Avigdor Lieberman savoure son triomphe. Longtemps considéré comme un extrémiste infréquentable dans la politique israélienne, immigrant d'ex-URSS méprisé par l'establishment ashkénaze, dénoncé par les partis religieux comme un Russe à la judéité discutable, il a été au cours des dernières semaines propulsé dans le rôle d'un personnage incontournable, que les autres candidats ménagent ou courtisent assidûment.

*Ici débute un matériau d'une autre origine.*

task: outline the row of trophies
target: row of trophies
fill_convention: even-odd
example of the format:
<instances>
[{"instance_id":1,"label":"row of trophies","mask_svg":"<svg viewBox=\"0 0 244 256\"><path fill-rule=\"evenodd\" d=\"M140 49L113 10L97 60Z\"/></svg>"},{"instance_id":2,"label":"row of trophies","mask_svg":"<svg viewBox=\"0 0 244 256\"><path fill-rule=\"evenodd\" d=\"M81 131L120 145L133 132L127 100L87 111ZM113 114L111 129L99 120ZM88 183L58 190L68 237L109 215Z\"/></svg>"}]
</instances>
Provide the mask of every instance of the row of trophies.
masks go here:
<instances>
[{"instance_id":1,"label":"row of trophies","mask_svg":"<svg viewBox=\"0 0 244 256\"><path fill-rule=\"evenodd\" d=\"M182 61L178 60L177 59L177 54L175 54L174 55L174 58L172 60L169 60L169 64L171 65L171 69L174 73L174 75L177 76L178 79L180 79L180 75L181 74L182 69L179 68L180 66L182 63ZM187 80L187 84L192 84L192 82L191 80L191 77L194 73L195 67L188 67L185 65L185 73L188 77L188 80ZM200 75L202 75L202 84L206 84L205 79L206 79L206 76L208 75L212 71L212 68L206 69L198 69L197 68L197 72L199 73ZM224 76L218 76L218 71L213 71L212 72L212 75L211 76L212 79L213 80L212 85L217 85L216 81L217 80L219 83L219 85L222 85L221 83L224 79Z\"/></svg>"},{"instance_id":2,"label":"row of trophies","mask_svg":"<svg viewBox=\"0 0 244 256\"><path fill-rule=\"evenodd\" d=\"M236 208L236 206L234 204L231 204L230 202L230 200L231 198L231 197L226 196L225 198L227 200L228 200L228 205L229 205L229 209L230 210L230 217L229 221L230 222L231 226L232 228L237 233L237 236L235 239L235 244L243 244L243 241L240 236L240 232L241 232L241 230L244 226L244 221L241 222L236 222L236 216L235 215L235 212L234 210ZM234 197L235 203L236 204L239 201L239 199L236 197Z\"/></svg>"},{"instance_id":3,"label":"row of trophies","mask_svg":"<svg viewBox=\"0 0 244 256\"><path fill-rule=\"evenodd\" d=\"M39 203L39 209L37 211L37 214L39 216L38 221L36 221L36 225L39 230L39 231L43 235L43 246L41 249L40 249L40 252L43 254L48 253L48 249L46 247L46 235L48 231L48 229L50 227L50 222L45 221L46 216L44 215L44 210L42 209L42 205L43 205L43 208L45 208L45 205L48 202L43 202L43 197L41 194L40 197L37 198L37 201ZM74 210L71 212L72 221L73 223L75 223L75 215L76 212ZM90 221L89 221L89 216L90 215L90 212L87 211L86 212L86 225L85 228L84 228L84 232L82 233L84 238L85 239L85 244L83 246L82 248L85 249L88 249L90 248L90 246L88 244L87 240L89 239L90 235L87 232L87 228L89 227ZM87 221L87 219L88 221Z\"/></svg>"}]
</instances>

Son parti, Israël Beitenou (Israël notre maison), est donné par les derniers sondages comme la future troisième force politique israélienne, devant le Parti travailliste fondateur de l'État. Il sera demain, si son score se vérifie, en mesure d'exiger un poste ministériel important quel que soit le vainqueur.

Sans grand charisme, un physique plutôt quelconque, Lieberman a réussi par son franc-parler provocateur à rassembler largement au-delà de sa clientèle russe traditionnelle. « Il sait parler aux Arabes », dit son slogan. À l'extérieur, comme à Gaza, où il a réclamé que le Hamas soit écrasé sous les bombes, mais surtout à l'intérieur, en exigeant un serment d'allégeance aux Arabes israéliens, Lieberman leur tient surtout le langage de la force. Si ce discours scandalise à l'étranger ou dans l'intelligentsia, il fait un malheur dans les couches populaires.

Une partie de l'extrême droite et de la droite du Likoud s'est ralliée à sa candidature. L'ancien immigrant est devenu un homme avec lequel il faut compter.